When preparing to fill and submit the DB-450 Disability form, individuals navigating the complexities of disability benefits within New York State should pay mindful attention to several critical aspects. These facets are designed to streamline the process, ensuring that the pursuit of benefits does not become bogged down by preventable errors or omissions. Here are the key takeaways:

  • Timeliness is crucial: If the disability occurred while employed, or within four weeks after employment ended, the DB-450 form should be submitted to the employer or the employer's insurance carrier within 30 days from the first day of disability. For those who became disabled after being unemployed for more than four weeks, the form must be mailed directly to the Workers' Compensation Board's Disability Benefits Bureau.
  • Complete Sections Thoroughly: A complete filling of both parts A and B is mandatory for processing. Part A requires detailed information from the claimant, including personal and employment data. Part B, meant for the healthcare provider, necessitates a comprehensive medical statement including diagnosis, treatment dates, and an estimation of when the claimant can resume work. Incomplete answers may lead to delays in benefit payments.

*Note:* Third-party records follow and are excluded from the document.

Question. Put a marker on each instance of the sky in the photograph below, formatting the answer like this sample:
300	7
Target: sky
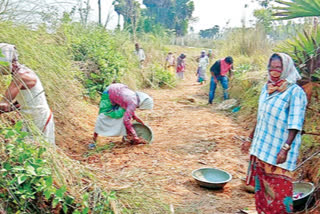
208	13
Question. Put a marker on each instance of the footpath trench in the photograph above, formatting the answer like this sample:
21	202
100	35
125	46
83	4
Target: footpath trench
188	134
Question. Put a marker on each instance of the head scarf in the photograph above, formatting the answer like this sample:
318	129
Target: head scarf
146	102
289	71
7	56
289	75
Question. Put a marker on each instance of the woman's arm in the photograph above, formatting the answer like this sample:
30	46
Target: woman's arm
247	144
10	94
282	156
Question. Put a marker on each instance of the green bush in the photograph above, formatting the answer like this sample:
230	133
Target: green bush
26	180
96	46
162	78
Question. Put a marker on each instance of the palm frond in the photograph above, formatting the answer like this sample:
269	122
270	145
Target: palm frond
305	51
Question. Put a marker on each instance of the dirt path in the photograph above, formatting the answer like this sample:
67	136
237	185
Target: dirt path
188	135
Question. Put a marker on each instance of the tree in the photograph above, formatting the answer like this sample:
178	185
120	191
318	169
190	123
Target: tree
264	18
210	33
297	8
130	10
99	8
172	14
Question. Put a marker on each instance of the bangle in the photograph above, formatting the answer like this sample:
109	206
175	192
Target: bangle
286	147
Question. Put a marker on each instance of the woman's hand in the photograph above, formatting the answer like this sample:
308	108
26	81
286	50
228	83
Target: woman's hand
138	119
245	146
282	156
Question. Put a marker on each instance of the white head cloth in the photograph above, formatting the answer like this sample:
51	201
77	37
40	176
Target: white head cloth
289	73
146	102
8	54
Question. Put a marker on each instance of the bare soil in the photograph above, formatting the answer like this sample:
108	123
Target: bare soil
188	134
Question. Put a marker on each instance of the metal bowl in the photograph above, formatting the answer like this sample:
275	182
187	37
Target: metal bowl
143	131
307	189
211	178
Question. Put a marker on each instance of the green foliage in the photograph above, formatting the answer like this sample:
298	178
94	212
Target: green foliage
173	15
162	78
244	41
264	18
297	8
97	46
27	184
210	33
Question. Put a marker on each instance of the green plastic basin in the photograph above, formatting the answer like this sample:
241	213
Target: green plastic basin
143	131
211	178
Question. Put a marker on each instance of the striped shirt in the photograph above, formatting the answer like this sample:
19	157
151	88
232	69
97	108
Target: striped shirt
277	113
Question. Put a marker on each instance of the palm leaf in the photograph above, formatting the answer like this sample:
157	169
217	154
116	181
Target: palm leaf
291	9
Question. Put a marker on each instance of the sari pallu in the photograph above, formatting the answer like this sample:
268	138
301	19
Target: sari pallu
273	187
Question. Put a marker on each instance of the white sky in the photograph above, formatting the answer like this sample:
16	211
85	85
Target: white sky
208	12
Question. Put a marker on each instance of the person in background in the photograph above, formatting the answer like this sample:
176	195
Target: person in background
140	53
181	65
210	54
26	93
202	67
219	71
117	108
276	138
170	62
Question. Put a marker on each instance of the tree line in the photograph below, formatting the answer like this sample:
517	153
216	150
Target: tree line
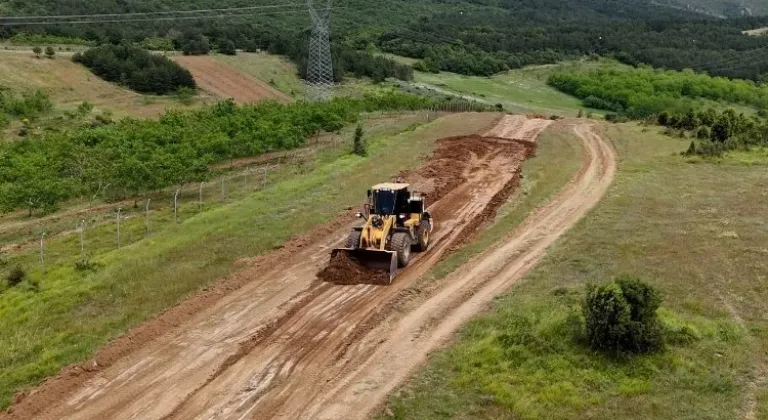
134	156
136	68
477	37
642	92
676	100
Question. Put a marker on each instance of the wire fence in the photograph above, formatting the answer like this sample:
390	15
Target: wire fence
116	225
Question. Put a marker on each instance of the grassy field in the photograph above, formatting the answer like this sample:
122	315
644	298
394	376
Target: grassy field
695	231
282	74
521	90
61	316
273	69
70	84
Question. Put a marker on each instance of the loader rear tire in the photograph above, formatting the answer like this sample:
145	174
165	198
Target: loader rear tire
353	240
422	236
401	243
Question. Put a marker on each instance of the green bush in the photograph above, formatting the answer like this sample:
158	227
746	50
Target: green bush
621	318
16	276
85	263
138	69
359	142
703	133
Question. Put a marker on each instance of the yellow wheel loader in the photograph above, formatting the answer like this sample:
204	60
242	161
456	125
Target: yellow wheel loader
396	223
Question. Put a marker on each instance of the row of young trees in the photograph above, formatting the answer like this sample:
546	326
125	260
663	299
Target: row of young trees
135	156
136	68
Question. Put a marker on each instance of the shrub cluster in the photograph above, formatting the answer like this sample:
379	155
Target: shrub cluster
621	317
716	132
136	68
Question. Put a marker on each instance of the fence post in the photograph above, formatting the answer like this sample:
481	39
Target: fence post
82	237
42	252
146	217
200	196
176	206
119	209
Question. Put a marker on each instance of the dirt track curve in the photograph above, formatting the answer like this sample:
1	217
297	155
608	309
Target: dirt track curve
287	346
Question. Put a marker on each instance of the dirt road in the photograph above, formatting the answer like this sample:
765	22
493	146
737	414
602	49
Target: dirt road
224	81
287	346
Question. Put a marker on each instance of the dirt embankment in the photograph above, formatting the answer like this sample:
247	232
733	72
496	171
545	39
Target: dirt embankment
285	345
454	161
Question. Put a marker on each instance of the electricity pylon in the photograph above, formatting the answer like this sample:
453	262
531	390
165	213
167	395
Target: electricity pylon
320	64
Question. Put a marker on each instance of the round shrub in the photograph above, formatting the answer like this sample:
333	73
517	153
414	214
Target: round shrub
621	317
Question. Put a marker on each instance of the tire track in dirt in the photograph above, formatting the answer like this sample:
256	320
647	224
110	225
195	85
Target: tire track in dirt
431	321
275	347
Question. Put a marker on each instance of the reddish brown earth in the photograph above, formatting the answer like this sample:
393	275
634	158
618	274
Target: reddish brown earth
224	81
286	345
343	269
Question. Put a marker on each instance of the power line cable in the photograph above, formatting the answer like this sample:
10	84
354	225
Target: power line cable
164	12
155	19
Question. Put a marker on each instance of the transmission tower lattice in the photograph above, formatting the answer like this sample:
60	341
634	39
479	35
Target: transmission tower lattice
320	64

  • Concerning residential privacy and the management of personal data, individuals should be reassured that supplying their Social Security number is voluntary. The absence of this information will not result in claim denial or reduced benefits. However, providing it may expedite the process. The Board upholds a stringent policy on safeguarding the confidentiality of personal information, disclosing it strictly for official purposes in alignment with state and federal laws.

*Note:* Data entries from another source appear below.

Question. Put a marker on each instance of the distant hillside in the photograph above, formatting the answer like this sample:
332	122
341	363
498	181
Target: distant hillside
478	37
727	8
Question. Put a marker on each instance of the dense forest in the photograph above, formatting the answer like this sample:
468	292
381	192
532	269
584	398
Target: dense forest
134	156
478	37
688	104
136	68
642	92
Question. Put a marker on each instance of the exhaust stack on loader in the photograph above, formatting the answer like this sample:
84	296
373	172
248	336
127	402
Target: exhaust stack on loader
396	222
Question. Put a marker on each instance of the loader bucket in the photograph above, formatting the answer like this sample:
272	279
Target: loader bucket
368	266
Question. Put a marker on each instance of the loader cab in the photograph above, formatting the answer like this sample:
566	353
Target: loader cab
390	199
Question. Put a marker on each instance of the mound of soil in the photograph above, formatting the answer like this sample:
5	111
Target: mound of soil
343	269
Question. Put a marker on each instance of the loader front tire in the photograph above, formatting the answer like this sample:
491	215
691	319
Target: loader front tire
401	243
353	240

  • Notification and Consent for Disclosure: Any dissemination of information concerning the claim to unauthorized parties necessitates explicit consent from the claimant. Such consent is formalized through the boarding of an OC-110A form or a notarized authorization letter, underscoring the importance of informed consent in the management and disclosure of sensitive personal data. This measure ensures that claimants retain control over who is privy to their personal information, thereby upholding their privacy rights.

Finally, claimants are urged to provide accurate and truthful information throughout the form. Any attempt to submit false statements or representations in connection with the claim may lead to severe legal repercussions including fines and imprisonment. This underscores the government's commitment to integrity and fairness in the administration of disability benefits.